Anti-slavery Work
Though Chapman came to the anti-slavery cause through her husband’s family, she quickly and stalwartly took up the cause, enduring pro-slavery mobs, social ridicule and public attacks on her character. Her sisters, notably Caroline and Anne, were also active abolitionists, though Maria is generally considered to be the most outspoken and active among her family. The Chapmans became central figures in the “Boston Clique,” which primarily consisted of wealthy and socially prominent supporters of Garrison. In 1835, Chapman assumed the leadership of the Boston Anti-Slavery Bazaar, which had been founded the previous year by Lydia Maria Child and Louisa Loring, and remained in charge of the fair until 1858, when she unilaterally made the decision to replace the bazaar with the Anti-Slavery Subscription Anniversary. Chapman justified her decision to end the fair by claiming that it had become passé; she argued that the Anniversary—an exclusive, invitation-only soirée featuring music, food and speeches—was more au courant and more lucrative than the bazaar.
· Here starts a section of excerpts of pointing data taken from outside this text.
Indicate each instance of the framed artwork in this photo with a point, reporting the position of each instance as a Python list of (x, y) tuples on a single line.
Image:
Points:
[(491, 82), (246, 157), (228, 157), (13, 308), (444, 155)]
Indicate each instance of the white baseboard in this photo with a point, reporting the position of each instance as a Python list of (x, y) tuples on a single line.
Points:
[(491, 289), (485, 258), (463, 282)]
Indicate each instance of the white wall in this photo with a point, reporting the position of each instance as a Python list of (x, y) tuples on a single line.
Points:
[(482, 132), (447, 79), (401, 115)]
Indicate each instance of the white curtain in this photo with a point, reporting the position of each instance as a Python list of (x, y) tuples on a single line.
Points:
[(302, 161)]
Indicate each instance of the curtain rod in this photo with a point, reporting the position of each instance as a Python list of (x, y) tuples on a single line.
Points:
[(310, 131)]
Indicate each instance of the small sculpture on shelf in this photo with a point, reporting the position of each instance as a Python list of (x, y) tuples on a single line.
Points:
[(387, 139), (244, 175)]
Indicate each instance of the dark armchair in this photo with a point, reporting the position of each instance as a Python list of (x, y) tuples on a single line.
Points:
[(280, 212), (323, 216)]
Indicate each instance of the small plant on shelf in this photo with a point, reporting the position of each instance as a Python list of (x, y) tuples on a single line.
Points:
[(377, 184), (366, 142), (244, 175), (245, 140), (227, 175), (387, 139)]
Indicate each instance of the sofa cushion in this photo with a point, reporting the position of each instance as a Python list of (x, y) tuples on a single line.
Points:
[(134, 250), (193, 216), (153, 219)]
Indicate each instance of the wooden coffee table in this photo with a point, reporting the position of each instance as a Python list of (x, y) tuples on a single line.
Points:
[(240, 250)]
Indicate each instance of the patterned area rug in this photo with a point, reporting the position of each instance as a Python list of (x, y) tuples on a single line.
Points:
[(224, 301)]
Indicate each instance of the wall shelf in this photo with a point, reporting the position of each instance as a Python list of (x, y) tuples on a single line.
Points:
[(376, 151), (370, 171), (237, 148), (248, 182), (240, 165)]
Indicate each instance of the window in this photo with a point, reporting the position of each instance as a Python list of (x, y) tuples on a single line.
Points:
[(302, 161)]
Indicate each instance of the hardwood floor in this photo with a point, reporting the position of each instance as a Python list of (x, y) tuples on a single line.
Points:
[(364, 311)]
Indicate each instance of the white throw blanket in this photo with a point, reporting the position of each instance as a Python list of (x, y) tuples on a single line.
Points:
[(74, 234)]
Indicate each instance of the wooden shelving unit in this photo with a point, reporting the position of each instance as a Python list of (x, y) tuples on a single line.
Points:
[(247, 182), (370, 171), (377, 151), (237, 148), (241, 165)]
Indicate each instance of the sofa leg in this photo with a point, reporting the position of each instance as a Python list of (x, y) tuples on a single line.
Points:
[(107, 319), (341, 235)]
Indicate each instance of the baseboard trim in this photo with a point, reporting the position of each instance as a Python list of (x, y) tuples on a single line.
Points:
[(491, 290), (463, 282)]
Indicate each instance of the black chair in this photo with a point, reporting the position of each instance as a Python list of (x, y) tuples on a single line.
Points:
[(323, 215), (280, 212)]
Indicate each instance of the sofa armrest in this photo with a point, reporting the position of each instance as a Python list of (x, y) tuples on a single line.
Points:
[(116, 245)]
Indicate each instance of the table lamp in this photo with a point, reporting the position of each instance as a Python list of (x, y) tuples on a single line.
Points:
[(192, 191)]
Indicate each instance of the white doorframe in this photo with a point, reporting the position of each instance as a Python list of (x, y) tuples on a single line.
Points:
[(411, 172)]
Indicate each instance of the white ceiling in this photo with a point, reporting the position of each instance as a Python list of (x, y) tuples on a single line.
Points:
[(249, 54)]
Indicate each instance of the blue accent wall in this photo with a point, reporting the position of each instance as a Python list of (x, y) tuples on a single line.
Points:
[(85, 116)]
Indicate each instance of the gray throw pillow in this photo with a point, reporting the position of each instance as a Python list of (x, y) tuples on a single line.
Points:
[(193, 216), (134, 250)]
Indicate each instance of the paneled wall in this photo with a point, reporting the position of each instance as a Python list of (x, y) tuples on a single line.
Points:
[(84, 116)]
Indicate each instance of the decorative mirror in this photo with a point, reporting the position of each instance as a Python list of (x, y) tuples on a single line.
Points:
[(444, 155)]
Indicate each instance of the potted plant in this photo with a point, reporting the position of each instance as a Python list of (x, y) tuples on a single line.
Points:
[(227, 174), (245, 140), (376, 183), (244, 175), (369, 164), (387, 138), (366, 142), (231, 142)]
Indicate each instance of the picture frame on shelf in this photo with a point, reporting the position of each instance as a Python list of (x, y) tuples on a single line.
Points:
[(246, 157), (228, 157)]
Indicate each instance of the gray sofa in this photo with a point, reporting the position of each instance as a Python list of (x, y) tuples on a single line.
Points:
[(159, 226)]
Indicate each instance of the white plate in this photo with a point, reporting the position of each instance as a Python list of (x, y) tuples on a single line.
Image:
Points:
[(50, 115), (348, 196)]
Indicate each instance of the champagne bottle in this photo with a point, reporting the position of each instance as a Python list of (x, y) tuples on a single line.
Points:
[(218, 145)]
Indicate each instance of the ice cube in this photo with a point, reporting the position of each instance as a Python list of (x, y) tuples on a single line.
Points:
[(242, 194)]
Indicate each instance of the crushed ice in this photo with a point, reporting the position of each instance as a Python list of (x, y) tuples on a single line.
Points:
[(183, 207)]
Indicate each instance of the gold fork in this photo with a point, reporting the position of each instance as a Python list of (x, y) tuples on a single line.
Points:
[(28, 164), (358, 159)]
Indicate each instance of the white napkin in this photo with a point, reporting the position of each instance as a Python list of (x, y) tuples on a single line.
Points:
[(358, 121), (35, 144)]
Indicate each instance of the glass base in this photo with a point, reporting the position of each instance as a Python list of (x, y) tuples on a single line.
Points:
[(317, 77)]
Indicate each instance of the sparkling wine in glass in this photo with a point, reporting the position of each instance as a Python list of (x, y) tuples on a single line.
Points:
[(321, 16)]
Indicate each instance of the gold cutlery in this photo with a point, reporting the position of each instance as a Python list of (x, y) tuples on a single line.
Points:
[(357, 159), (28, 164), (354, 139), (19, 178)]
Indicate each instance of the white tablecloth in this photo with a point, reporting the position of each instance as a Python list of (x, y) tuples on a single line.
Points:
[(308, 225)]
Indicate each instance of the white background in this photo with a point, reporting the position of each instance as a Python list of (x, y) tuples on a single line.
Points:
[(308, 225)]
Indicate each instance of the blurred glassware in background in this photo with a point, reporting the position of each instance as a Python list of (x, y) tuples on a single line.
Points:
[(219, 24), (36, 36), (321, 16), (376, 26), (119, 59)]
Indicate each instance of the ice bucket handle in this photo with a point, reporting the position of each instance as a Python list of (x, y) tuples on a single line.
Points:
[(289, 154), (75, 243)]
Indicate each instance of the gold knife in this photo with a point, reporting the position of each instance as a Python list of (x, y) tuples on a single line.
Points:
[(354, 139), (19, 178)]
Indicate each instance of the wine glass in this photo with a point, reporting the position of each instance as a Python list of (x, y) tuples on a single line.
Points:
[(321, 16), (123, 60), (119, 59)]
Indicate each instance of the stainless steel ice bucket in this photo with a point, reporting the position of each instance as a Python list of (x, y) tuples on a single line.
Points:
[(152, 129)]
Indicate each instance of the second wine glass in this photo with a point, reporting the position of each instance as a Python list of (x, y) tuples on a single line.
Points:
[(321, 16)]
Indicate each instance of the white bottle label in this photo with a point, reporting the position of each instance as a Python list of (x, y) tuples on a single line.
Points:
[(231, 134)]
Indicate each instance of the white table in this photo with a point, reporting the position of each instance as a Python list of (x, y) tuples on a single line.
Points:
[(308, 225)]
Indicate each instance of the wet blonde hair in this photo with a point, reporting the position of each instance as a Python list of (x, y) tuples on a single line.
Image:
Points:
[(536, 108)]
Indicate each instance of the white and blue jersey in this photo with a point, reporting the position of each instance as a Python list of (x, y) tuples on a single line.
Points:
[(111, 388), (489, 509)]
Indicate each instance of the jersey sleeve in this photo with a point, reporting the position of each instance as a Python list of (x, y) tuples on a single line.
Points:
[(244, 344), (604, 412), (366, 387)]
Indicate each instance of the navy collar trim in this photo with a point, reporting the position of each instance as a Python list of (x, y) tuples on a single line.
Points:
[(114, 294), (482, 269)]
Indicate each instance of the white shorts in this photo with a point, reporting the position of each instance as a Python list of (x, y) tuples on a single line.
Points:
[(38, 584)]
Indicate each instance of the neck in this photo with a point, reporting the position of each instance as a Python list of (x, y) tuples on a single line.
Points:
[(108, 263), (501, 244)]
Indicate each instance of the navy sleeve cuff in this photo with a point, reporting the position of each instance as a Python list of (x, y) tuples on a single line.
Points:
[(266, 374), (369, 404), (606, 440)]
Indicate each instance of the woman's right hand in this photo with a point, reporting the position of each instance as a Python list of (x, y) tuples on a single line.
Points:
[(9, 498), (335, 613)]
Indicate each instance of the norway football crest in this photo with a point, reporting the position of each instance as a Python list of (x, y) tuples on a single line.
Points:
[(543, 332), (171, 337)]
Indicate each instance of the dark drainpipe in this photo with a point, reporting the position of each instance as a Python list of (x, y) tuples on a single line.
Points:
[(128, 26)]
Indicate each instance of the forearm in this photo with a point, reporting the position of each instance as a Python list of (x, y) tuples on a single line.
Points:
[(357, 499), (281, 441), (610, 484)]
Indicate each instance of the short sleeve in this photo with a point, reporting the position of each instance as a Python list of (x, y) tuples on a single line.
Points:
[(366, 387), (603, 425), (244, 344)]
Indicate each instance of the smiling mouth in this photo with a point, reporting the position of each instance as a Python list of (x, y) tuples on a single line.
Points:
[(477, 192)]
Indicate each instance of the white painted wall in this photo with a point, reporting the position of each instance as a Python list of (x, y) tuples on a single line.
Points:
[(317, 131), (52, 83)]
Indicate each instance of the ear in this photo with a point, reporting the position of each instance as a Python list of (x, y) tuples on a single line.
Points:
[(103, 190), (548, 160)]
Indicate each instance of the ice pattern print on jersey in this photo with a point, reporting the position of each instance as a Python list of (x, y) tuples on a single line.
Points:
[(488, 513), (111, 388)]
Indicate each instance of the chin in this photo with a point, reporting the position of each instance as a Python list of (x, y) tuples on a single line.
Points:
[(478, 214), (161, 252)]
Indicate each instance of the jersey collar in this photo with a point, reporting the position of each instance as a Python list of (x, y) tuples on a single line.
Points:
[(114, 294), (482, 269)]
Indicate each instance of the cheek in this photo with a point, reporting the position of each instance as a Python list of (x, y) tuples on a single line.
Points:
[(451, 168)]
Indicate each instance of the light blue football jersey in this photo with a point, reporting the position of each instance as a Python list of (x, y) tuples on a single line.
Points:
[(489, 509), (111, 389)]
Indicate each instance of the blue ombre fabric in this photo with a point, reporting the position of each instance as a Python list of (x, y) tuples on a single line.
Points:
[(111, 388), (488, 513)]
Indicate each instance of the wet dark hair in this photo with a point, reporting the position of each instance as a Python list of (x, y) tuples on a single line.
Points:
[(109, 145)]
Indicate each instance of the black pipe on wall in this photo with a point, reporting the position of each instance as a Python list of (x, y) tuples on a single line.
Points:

In addition to her fair work, between 1835 and 1865, Chapman served on the executive and business committees of the Massachusetts Anti-Slavery Society (MASS), the New England Anti-Slavery Society (NEASS) and the American Anti-Slavery Society (AAS) and was active in the petition campaigns of the 1830s. She wrote the annual reports of the Boston Female Anti-Slavery Society (BFASS) and published tracts. Between 1839 and 1858 she edited The Liberty Bell, an annual anti-slavery gift book that was sold at the Boston Bazaar. The giftbook was composed of contributions from various notable figures - Longfellow, Emerson, Elizabeth Barret Browning, Harriet Martineau, and Bayard Talor, among others - none of these received any remuneration for their participation in the publication aside from a copy of The Liberty Bell. She also acted as editor to The Liberator in Garrison’s absence and was on the editorial committee of the National Anti-Slavery Standard, the official mouthpiece of the AAS. Chapman was also a member of the peace organisation, the Non-Resistance Society, who published The Non-Resistant. Chapman was a prolific writer in her own right, publishing Right and Wrong in Massachusetts in 1839 and How Can I Help to Abolish Slavery? in 1855. Aside from these works, she published her poems and essays in abolitionist periodicals. In 1840 divisions between Garrisonians and the more political wing of the anti-slavery movement split the AAS and correspondingly the BFASS into two opposing factions. Maria—nicknamed “Captain Chapman” and the "great goddess" by her opponents and "Lady Macbeth" even by her friends—outmaneuvered the opposition to take control of a resurrected BFASS, which from then on mainly focused on organizing the Boston bazaar.